Она взглянула, — лицо славное, глаза — весёлые, добрые, и — трезвый. «Ничего не имею против», — ответила кротко. Так они и гуляли в парке до вечера. Гусев рассказывал о войнах, набегах, переворотах, — такое, что ни в одной книге не прочтёшь. Проводил Машу в Петербург, до квартиры, и с того дня стал к ней ходить. Маша просто и спокойно отдалась ему. И тогда полюбила, — вдруг, кровью всей почувствовала, что он ей — родной. С этого началась её мука…

Чайник закипел. Маша сняла его, и опять затихла. Уже давно ей чудился какой-то шорох за дверью, в пустой зале. Но было так грустно, — не вслушивалась. Но сейчас — явственно, слышно — шаркали чьи-то шаги.

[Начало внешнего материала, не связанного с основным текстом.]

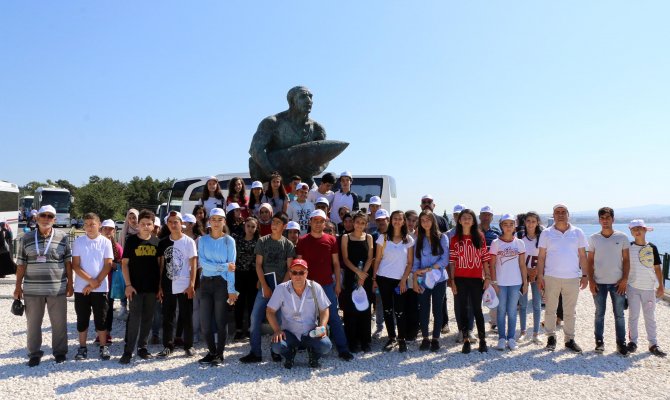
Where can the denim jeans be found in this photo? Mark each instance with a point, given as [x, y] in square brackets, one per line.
[214, 301]
[334, 321]
[320, 346]
[256, 322]
[537, 308]
[618, 301]
[436, 296]
[509, 298]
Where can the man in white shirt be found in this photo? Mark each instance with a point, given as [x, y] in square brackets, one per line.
[562, 267]
[609, 264]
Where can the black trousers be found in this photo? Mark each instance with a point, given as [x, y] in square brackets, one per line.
[470, 290]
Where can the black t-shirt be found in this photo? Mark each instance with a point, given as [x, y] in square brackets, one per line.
[143, 265]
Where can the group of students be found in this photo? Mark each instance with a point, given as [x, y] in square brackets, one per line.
[250, 253]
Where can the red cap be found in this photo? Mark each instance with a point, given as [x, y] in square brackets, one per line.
[299, 261]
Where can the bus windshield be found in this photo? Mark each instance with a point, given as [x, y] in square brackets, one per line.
[59, 200]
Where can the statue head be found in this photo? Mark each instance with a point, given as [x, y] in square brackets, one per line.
[299, 99]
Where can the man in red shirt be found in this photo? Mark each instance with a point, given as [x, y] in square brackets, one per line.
[320, 250]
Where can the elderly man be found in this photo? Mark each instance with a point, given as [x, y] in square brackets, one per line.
[283, 130]
[561, 270]
[304, 311]
[44, 278]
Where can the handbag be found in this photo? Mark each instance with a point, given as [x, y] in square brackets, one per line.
[118, 290]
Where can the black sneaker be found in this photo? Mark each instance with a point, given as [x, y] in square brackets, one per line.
[206, 359]
[622, 349]
[551, 343]
[144, 354]
[217, 360]
[165, 352]
[125, 358]
[655, 350]
[251, 358]
[104, 353]
[313, 360]
[572, 345]
[82, 353]
[600, 346]
[390, 344]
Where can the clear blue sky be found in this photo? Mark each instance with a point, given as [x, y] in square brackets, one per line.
[518, 105]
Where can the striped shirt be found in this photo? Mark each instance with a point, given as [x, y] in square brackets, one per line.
[47, 278]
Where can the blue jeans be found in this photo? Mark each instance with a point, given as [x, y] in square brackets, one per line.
[334, 321]
[436, 295]
[509, 298]
[319, 346]
[257, 317]
[537, 308]
[618, 301]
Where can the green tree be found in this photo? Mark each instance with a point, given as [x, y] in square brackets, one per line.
[104, 197]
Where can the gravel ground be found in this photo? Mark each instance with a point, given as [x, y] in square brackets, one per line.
[529, 372]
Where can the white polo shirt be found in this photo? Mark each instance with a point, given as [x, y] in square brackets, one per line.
[562, 259]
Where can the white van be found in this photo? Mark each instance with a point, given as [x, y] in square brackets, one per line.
[185, 193]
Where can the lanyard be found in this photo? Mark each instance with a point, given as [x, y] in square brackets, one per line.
[37, 244]
[302, 302]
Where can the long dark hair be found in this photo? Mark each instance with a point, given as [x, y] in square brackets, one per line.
[282, 192]
[475, 234]
[239, 198]
[403, 230]
[217, 192]
[538, 228]
[433, 235]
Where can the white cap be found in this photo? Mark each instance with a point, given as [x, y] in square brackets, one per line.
[360, 299]
[317, 213]
[232, 206]
[489, 299]
[382, 214]
[292, 225]
[47, 209]
[347, 174]
[486, 209]
[218, 212]
[639, 222]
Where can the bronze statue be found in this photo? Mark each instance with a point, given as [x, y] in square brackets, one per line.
[292, 143]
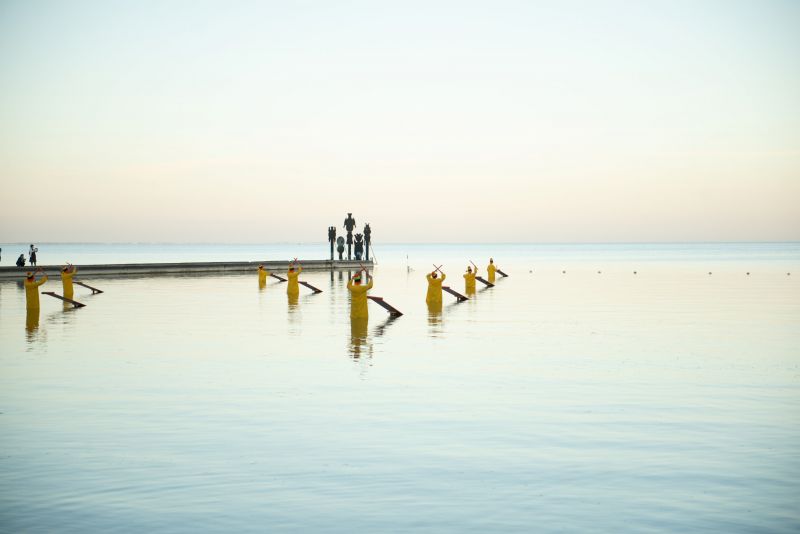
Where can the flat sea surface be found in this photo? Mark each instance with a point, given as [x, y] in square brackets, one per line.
[598, 388]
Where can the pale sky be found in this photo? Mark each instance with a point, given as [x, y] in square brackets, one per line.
[188, 121]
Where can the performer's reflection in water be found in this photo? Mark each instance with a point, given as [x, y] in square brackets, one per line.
[31, 324]
[359, 344]
[435, 318]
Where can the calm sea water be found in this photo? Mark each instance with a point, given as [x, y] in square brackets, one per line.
[561, 400]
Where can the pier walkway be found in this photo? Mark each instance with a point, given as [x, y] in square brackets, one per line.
[216, 267]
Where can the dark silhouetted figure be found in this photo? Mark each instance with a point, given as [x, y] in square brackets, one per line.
[367, 240]
[359, 246]
[349, 224]
[332, 238]
[340, 246]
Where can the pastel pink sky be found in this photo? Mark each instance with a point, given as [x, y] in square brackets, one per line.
[445, 121]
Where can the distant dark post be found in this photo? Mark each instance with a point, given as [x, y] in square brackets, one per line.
[340, 246]
[332, 238]
[367, 240]
[349, 224]
[359, 247]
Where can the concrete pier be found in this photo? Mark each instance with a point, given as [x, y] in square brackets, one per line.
[217, 267]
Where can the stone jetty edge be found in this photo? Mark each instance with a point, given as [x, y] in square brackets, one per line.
[116, 269]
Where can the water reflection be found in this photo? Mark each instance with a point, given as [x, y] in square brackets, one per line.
[435, 318]
[31, 324]
[380, 330]
[358, 338]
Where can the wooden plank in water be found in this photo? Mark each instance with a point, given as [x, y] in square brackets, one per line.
[456, 294]
[94, 289]
[394, 312]
[479, 279]
[309, 286]
[73, 302]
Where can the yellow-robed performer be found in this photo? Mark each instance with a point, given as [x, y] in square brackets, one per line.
[67, 273]
[469, 280]
[358, 296]
[293, 288]
[262, 276]
[32, 289]
[491, 269]
[434, 296]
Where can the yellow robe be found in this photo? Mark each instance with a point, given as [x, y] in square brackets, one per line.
[66, 283]
[293, 288]
[469, 281]
[358, 299]
[434, 295]
[491, 269]
[32, 292]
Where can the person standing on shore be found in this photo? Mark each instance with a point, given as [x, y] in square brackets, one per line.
[491, 269]
[262, 276]
[293, 288]
[469, 280]
[358, 296]
[434, 296]
[32, 289]
[67, 273]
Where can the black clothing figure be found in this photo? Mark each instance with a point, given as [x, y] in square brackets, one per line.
[332, 238]
[367, 240]
[359, 247]
[349, 224]
[340, 246]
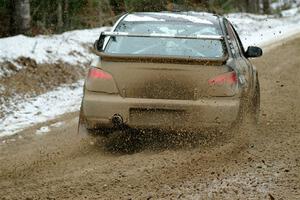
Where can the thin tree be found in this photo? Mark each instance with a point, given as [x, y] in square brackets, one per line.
[20, 17]
[266, 6]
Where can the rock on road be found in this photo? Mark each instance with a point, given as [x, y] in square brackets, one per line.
[263, 164]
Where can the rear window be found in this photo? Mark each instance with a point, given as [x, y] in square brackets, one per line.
[167, 46]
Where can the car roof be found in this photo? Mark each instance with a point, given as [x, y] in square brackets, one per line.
[180, 17]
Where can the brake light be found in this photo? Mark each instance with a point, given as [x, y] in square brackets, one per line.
[98, 73]
[228, 78]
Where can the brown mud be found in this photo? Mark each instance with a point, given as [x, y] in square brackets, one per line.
[262, 164]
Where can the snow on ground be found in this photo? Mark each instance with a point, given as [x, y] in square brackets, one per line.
[69, 47]
[41, 108]
[72, 47]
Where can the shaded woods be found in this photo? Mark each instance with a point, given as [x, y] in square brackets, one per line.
[33, 17]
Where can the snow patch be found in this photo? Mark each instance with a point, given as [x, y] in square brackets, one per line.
[70, 47]
[43, 130]
[261, 30]
[23, 114]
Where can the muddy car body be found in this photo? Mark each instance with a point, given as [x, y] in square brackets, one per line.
[170, 71]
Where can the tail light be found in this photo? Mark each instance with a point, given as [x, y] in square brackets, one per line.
[96, 73]
[229, 78]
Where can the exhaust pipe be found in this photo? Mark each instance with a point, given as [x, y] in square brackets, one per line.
[117, 120]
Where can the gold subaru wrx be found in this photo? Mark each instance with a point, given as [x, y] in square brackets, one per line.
[181, 71]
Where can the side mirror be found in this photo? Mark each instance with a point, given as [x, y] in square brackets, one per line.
[253, 52]
[98, 45]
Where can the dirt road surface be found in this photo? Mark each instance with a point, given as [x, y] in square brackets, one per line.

Маша быстро открыла дверь и высунулась. В одно из окон, в залу, пробивался свет уличного фонаря и слабо освещал пузырчатыми пятнами несколько низких колонн. Между ними Маша увидела седого, нагнувшего лоб, старичка, без шапки, в длинном пальто, — стоял, вытянув шею, и глядел на Машу. У неё ослабели колени.

— Вам что здесь нужно? — спросила она шопотом.

Старичок поднял палец и погрозил ей. Маша с силой захлопнула дверь, — сердце отчаянно билось. Она вслушивалась, — шаги теперь отдалялись: старичок, видимо, уходил по парадной лестнице вниз.

Вскоре, с другой стороны залы раздались быстрые, сильные шаги мужа… Гусев вошёл весёлый, перепачканный копотью.

— Слей ка помыться, — сказал он, расстёгивая ворот, — завтра едем, прощайте. Чайник у тебя горячий? — это славно. — Он вымыл лицо, крепкую шею, руки по локоть, вытираясь — покосился на жену. — Будет тебе, не пропаду, вернусь. Семь лет меня ни пуля, ни штык не могли истребить. Мой час далеко, отметка не сделана. А умирать — всё равно не отвертишься: муха на лету заденет лапой, ты — брык и помер.

Он сел к столу, начал лупить варёную картошку, — разломил, окунул в соль.

— На завтра приготовь чистое, две смены, — рубашки, подштаники, подвёртки. Мыльца не забудь, — шильца да мыльца. Ты что — опять плакала?